[pgfpro]

Quote from the research paper.

"Similar rules govern the evolution of emission data for spark ignition and turbulent jet ignition at various excess air ratios (as shown in Figure 7). Both HC and CO emissions increased with the excess air coefficient (λ≥1.2), and the NOx emission decreased with the excess air coefficient. HC emissions are mainly produced by incomplete combustion. On one hand, an increase in the amount of air results in an increase in the specific heat capacity of the cylinder, where the same amount of heat release will produce a lower temperature increase effect, and as a result, the chemical reaction rate decreases, preventing the HC from being completely oxidized in the limited time available during each engine cycle.
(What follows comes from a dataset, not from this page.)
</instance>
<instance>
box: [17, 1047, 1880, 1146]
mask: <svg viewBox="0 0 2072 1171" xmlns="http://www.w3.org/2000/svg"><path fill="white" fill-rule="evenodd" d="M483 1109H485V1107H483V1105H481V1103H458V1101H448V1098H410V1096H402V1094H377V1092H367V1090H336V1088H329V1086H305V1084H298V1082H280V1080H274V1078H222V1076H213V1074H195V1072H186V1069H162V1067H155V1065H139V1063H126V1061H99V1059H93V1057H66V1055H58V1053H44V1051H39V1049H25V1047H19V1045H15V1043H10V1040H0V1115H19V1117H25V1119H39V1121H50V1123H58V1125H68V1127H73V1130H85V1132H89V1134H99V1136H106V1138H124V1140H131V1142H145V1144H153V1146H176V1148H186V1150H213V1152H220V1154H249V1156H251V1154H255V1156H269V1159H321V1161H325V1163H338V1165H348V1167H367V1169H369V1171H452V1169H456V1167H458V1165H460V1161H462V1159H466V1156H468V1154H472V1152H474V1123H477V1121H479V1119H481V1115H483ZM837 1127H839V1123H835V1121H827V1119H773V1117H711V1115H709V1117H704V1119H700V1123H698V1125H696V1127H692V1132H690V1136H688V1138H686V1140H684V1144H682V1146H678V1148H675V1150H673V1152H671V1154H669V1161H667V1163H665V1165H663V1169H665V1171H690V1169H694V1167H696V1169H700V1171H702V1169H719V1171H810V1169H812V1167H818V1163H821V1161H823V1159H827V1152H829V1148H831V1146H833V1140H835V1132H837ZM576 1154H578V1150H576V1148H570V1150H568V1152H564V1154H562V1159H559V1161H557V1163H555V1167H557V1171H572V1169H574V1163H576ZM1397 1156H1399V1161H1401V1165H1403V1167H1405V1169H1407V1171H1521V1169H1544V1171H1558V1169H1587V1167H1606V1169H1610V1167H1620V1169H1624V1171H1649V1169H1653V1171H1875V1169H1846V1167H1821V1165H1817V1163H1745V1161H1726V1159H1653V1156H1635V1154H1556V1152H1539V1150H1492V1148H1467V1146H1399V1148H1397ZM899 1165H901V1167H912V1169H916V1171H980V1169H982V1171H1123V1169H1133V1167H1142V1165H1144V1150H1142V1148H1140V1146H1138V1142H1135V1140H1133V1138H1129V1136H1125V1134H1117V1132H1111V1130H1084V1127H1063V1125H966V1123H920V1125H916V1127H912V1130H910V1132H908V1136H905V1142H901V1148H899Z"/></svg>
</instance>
On the other hand, the lean charge slows combustion in the cylinder and prevents the flame from reaching the cylinder’s edge, resulting in an increase in HC emissions. It is important to note that pre-chamber turbulent jet ignition can result in faster flame propagation (as depicted in Figure 4), which should substantially reduce HC emissions. However, the pre-chamber increases the engine cylinder’s clearance volume. Moreover, when the mixture in the main chamber is successfully ignited, the main chamber’s cylinder pressure will be higher than that of the pre-chamber, resulting in a reverse jet flow and a large amount of unburned mixture jet into the pre-chamber, which further increases HC emissions.29 The increase in the excess air coefficient did not result in a significant increase in CO emissions. The production of NOx necessitates primarily high temperatures and oxygen enrichment. Although lean burn provides a large amount of oxygen, the decrease in temperature makes the reaction difficult to proceed and reduces NOx emissions by a large margin".

In bold writing is what I want to refer to. IMHO they did not have a combustion guided piston in which is extremely important. With my system the pre chamber jet is directed to a cone at the middle of the piston. This cone directs the jet flame to the outer perimeter of piston. This increases the flame propagation to the outer part of the cylinder. The second part I focus on was to make the flame front even faster, so I introduce N2O with a direct port system. This where the efficiency of the engine increases drastically.

Now when using different solvents as fuel that this idea came from my auto paint waste solvent experiment. I found this also created an increase on the flame speed. When running them combined it actually produce light knock from a too fast of a burn. The knock wasn't hurting anything due to the extreme light load of the engine only around 12HP. My goal is to come up with a fuel that will be fast enough to eliminate the N2O.

So, this brings me to my most resent talk with my friend a retired F1 engineer. When ask about this HC increase from 2.0+ lambda he said keep in mind that F1 makes their own fuel and with out to much detail it is made with this in mind. Also, even if there is some HC left over it will help to produce energy for the turbos turbine wheel that also is an electric generator. So, I also have a turbo that isn't a generator but at extreme lean conditions will also take care of any HC that are still in the exhaust and add efficiency to the turbos turbine wheel. I need this to produce low boost .5lbs or lower to help with throttle losses and air fuel mixing at the intake valve for the spray guided piston to feed the pre chamber.